Para fechar a série de palestras, a sala que naquele momento já se encontrava lotada, recebeu os profissionais André Fernandes, o argentino Rata e o chileno Fingaz para um bate-papo sobre suas respectivas carreiras, experiências e conhecimentos. O português que se misturava com o espanhol soava como um único idioma e todos puderam captar a mensagem ali passada, sem grandes dificuldades. O bom humor não se perdia nem mesmo quando os ânimos esquentavam durante os debates. Ali haviam corpos modificados pensando em grupo sobre seus processos, seus territórios, seus limites e suas falhas e estendendo tais reflexões para o cotidiano. As palestras foram encerradas e a chuva também havia dado uma trégua. Era hora de sair da sala, esticar as pernas e ganhar as ruas. A mostra de performance em espaço público e automaticamente aberta gratuitamente para todos que quisessem ver, convidou a todos para fora. Por conta da chuva alguns trabalhos que seriam performados externamente não puderam ser executados, para lamentação dos artistas e do público. O primeiro trabalho foi apresentado pelo performer Bruno Sipavicius e se chamava “Ode à Dionísio”. Entre cantos, danças e tintas o artista ritualizava ao seu deus, Dionísio. A praça que foi palco para as performances se tornou um verdadeiro Olimpo e logo recebeu o trabalho do performer T. Angel intitulado “Narcissus”. O artista buscava questionar através desse trabalho o conceito do belo imposto secularmente pelo cristianismo, assim como, a imposição estética da sociedade contemporânea que fragmenta o humano em tantos outros “eus” que esse se aliena de si próprio. A performance contou com a colaboração do body modifier Dark Freak que despejava lanças sobre o corpo do performer, que apaixonado pelo seu reflexo, estava submerso em seu espelho em pedaços.

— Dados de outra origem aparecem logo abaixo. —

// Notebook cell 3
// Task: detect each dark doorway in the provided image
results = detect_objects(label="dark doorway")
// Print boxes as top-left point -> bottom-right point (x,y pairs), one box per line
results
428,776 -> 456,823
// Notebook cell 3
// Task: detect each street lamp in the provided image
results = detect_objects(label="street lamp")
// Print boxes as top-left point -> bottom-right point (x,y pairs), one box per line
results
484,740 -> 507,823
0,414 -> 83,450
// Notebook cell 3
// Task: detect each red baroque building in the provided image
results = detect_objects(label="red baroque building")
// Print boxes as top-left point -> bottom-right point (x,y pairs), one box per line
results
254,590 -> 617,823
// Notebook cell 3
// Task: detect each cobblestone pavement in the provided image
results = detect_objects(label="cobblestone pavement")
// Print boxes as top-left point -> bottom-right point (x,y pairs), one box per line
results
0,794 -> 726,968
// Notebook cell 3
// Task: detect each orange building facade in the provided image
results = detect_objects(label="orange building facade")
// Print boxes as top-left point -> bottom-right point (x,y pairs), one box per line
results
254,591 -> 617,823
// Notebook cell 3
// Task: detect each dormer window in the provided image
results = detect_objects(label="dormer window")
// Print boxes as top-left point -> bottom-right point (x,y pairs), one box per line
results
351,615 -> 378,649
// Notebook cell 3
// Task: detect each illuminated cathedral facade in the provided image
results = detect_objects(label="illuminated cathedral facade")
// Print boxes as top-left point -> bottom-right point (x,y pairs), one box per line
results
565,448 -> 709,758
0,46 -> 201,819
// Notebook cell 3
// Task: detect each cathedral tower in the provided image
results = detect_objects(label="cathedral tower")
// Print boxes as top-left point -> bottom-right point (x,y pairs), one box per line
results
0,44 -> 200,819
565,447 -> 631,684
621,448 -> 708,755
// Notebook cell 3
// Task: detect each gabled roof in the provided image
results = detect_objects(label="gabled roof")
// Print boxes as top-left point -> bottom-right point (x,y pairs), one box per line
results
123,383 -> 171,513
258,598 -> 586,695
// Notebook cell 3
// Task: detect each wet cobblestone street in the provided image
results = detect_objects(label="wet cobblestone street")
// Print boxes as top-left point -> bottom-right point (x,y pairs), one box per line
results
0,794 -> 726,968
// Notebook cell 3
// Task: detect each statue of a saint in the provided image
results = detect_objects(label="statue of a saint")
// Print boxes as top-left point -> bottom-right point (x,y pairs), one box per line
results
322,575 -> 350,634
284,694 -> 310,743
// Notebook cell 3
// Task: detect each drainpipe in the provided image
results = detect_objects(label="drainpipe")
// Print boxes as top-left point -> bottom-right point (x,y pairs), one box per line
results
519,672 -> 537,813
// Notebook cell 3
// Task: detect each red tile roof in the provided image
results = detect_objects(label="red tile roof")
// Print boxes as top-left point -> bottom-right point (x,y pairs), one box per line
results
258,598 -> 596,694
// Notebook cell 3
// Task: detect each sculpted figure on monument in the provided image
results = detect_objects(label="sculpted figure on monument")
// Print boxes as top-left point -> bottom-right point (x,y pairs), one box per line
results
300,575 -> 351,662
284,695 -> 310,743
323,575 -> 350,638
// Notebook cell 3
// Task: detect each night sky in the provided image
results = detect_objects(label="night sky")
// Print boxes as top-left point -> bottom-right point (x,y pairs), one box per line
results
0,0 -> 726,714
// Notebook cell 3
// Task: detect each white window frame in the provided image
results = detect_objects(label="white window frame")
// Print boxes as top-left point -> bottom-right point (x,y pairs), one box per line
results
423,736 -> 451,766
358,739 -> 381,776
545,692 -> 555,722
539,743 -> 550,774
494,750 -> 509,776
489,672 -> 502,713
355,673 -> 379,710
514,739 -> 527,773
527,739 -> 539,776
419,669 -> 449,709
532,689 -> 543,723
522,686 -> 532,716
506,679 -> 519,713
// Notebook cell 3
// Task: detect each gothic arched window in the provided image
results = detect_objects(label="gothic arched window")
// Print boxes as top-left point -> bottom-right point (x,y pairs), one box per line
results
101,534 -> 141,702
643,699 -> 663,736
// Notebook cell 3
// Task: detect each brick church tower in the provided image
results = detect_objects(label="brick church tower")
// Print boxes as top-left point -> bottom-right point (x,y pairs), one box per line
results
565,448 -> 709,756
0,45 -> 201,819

Já era noite e apesar do cansaço de um dia repleto de novas sensações e informações, todos ansiavam por mais. Logo um outro carioca entra em cena para preencher a primeira parte do evento, dessa vez o baixista da banda Medulla, Rodrigo Silva. O músico, começa a fazer um trabalho nas paredes do Iritsu Tattoo Shop, utilizando uma técnica nova que consiste em criar figuras utilizando fitas adesivas. Figuras abstratas vão surgindo entre o público ali presente. Logo chega a hora da última performance da noite. Sala novamente cheia, olhares famintos e ansiosos e aos poucos a presença sonora da artista Milze se faz presente e tão logo sua imagem preenche a sala. A artista começa a execução do seu trabalho chamado “Bem servido”, um verdadeiro banquete de novos sabores. A performer escolhia algumas pessoas da platéia e as convidavam para uma degustação. Inicialmente eram 6 embrulhos colocados estrategicamente sobre seus braços através de correntes e mini ganchos, o escolhido tinha que arrancar o “sabor” surpresa de sua preferência. Todos estavam inteiramente fascinados pelo trabalho e participando direta ou indiretamente dele. Depois que os 6 itens foram comidos pelos participantes, eis que surge a questão: e agora?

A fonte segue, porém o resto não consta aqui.